I have $f(x^2-x)=x$ and I would like to find $f(x)$. Is there a systematic way to do it, which also works for similar composite functions?
Asked
Active
Viewed 96 times
0
-
1The function $f$ is not well-defined. For example: $f(2^2-2)=2$; also $f((-1)^2-(-1))=-1$; but $2^2-2=2=(-1)^2-(-1)$. You need to be more specific and give more conditions about $f$. – Earnur Apr 28 '22 at 11:10
2 Answers
0
Let $x \in\mathbb R$ and $y = x^2 -x = (x-\frac{1}{2})^2 - \frac{1}{4}$.

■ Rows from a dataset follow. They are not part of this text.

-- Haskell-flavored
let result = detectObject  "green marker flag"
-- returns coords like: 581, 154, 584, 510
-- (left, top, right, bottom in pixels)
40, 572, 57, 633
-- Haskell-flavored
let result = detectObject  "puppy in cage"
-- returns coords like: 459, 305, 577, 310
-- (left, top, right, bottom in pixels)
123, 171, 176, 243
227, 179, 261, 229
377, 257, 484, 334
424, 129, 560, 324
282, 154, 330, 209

Then $x$ is a solution of a second order polynomial equation, so we know that $y\geq -1/4$ and that $$x=\frac{1}{2}(1\pm\sqrt{1+4y})$$
Therefore, $f$ is such that : $$\forall y \geq -\frac 14, f(y) = \frac12(1\pm\sqrt{1+4y})$$
If you assume that $f$ is continuous, then the sign $\pm$ is fixed for all $y$. If you have no condition on $f$, then the sign can depend on $y$.

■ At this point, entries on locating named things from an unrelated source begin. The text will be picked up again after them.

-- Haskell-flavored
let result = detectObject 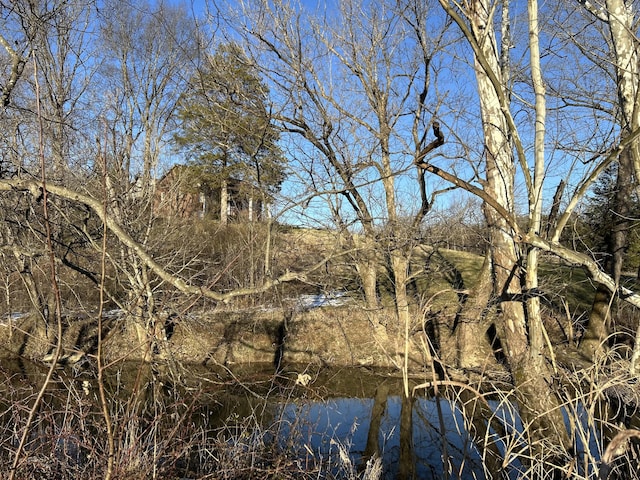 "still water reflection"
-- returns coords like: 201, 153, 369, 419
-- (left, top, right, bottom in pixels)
279, 395, 484, 479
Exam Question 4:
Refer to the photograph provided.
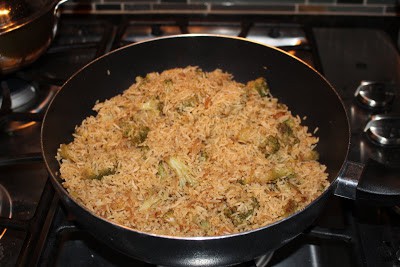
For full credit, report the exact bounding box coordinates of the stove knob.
[364,114,400,146]
[354,81,396,109]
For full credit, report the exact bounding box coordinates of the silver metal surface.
[246,24,307,47]
[334,161,364,200]
[364,114,400,146]
[354,81,396,108]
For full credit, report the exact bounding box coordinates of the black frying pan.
[41,35,396,266]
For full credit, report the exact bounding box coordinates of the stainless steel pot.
[0,0,66,75]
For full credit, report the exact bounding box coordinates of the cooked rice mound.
[57,66,329,236]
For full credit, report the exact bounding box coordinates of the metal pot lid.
[0,0,60,34]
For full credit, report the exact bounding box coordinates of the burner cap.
[0,184,12,239]
[0,78,36,111]
[364,114,400,146]
[354,81,395,109]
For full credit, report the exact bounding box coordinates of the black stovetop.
[0,15,400,267]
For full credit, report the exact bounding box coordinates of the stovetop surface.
[0,16,400,266]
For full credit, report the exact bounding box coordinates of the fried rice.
[57,66,329,236]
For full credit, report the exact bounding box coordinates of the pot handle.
[334,159,400,206]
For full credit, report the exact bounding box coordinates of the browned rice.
[57,66,329,239]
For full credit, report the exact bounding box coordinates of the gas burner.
[354,81,395,109]
[0,184,12,240]
[0,77,36,111]
[364,114,400,146]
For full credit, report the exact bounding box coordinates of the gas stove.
[0,15,400,267]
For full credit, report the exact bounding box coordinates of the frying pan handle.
[334,159,400,206]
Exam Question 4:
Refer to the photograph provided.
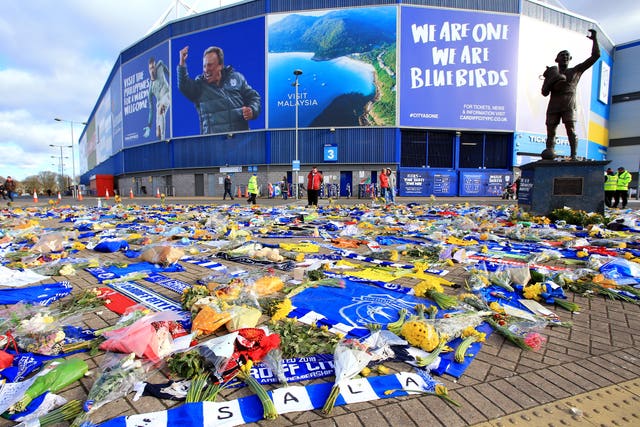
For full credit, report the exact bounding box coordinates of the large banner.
[268,6,397,128]
[94,90,113,164]
[171,18,265,137]
[122,42,171,148]
[400,7,518,131]
[109,69,122,156]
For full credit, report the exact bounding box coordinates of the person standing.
[143,57,171,140]
[307,166,324,206]
[604,168,618,208]
[222,175,233,200]
[4,176,16,202]
[612,166,631,209]
[387,168,396,203]
[247,173,258,205]
[378,169,389,203]
[178,46,262,135]
[280,176,289,200]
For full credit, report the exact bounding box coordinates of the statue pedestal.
[518,160,609,215]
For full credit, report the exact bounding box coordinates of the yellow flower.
[376,365,391,375]
[400,320,440,351]
[489,301,504,313]
[413,280,444,297]
[522,283,542,301]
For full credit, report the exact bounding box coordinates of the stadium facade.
[78,0,614,197]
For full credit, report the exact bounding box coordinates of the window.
[458,132,512,169]
[484,133,513,169]
[427,132,455,169]
[400,130,427,168]
[459,132,484,169]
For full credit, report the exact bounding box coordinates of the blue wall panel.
[270,128,397,164]
[124,142,171,173]
[170,132,266,168]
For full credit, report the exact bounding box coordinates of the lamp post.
[292,69,302,200]
[52,117,87,197]
[49,149,71,193]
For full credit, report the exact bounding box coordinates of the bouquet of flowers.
[169,328,280,420]
[71,353,151,427]
[9,358,89,413]
[322,339,373,414]
[414,280,458,310]
[485,313,546,351]
[100,311,179,363]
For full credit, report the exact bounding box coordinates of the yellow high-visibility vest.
[616,170,631,191]
[604,175,618,191]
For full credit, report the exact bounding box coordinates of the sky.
[0,0,640,181]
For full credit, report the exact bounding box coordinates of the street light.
[291,69,302,200]
[53,117,87,197]
[49,149,73,192]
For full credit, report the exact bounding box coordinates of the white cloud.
[0,0,640,180]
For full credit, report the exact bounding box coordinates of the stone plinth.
[518,160,609,215]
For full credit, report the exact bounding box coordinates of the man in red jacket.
[378,168,390,203]
[307,166,324,206]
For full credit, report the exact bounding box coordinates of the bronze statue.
[541,30,600,160]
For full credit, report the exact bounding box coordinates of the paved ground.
[0,198,640,427]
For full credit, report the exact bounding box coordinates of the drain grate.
[474,379,640,427]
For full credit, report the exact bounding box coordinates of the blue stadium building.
[79,0,614,197]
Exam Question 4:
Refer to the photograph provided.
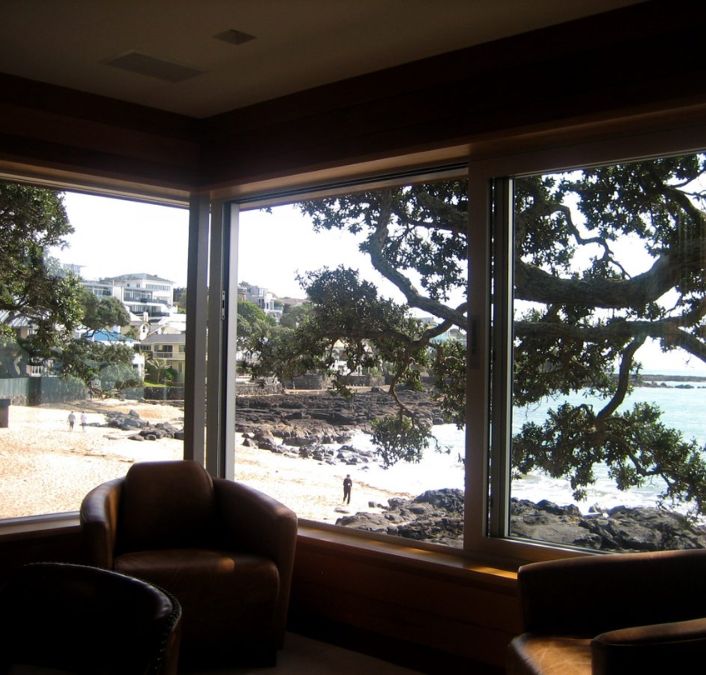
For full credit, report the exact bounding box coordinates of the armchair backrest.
[117,460,216,552]
[518,550,706,636]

Also $f$ is arbitrary on $(-\infty, -1/4)$
SolubleFish
- 7,908
-
Hi @SolubleFish, this is unrelated to your answer, hence I would be deleting this comment soonest. Please could you help out with this question https://math.stackexchange.com/q/4435979/585488 – linker Apr 29 '22 at 19:17
0
There's no such function, not without some constraints on domain/codomain: $$x=f(x^2-x)=f((1-x)^2-(1-x))=1-x,$$ so $x$ and $1-x$ can't both belong to the codomain of $f$, if $x\neq1-x$.
You can have a solution for $x$ restricted to $[\frac12,\infty)$, naturally.